Here's one: integrate the parser and type-checker so that only token trees (lexed tokens and parentheses groups) are initially parsed, then the compiler further parses outer expressions and type-checks them before parsing inner expressions.

When an expression gets parsed to a function call, the compiler will type-check the function and, whichever arguments are supposed to be closures, will be parsed as implicit closure expressions unless they are explicit (either start with x -> or identifiers which resolve to lambda expressions). When an expression gets parsed to the assignment, if the assigned-to identifier is a variable, the assigned value will be parsed as an implicit closure unless it's explicit.

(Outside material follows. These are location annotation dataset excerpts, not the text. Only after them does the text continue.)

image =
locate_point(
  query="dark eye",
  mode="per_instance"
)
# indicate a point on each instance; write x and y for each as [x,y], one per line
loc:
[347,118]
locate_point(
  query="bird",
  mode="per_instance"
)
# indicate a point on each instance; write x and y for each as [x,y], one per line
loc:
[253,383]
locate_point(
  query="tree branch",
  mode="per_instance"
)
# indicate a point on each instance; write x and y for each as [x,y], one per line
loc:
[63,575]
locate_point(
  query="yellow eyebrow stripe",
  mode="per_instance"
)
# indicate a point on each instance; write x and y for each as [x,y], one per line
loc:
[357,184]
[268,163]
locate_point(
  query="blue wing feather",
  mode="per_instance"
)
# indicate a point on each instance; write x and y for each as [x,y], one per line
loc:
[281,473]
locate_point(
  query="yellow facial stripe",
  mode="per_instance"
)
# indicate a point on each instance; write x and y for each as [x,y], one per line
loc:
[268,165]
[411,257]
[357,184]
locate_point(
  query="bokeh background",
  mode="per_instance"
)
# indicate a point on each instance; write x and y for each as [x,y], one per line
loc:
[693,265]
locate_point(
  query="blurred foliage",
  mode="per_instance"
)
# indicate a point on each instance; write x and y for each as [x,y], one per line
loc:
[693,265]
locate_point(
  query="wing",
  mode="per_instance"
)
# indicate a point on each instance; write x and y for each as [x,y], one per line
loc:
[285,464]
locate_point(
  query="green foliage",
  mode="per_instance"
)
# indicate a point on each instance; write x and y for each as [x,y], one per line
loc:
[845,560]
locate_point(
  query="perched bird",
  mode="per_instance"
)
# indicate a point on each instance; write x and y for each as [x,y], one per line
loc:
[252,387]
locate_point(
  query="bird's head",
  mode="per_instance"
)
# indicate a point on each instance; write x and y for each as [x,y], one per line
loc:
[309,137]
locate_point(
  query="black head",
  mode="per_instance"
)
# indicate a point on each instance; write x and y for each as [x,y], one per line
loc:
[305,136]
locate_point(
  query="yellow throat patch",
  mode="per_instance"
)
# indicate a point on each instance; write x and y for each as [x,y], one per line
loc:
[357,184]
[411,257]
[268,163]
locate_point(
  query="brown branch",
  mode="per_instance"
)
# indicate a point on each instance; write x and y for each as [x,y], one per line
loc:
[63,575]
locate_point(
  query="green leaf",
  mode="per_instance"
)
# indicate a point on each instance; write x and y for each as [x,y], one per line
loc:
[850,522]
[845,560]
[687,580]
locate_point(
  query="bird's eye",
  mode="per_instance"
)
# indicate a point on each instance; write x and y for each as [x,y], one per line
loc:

Pros: this gives you maximum flexibility: you can create expressions like this, which aren't otherwise possible:

// Desugars to
functionWhichTakesClosure(x -> functionWhichTakesRegularArgument(x))

// Desugars to
functionWhichTakesRegularArgument(functionWhichTakesClosure(x -> x))

However, I'd say this is a bad idea. Because it creates a situation where the compiler is smarter than the developer, so that it generates code when it should throw a type error. What if someone changes functionWhichTakesRegularArgument so that it actually does take a closure (you know that in practice, functions won't have these obvious names)? What if functionWhichTakesClosure no longer takes a closure, the error message "_ expression but none of the outer calls take a closure" isn't very helpful (or if one of the outer calls do take a closure, that will be even less helpful). Moreover, there are still ambiguities: what if functionWhichTakesRegularArgument takes a generic parameter, will it be inferred to a closure? You can resolve them (like say, generic types which can't be inferred will never be parsed as implicit closure, or just simplify so that even generics which do resolve to closure can't be parsed implicitly), but that only creates more complexity and confusion.

In this case, Scala's and Kotlin's simple solution (just desugar the inner-most parenthesis or braces into an implicit closure) is the best. Because it doesn't require type knowledge to understand; when the developer does mess up and pass an inner closure, they are breaking a simple rule, which is a lot easier to spot than breaking a more complicated one.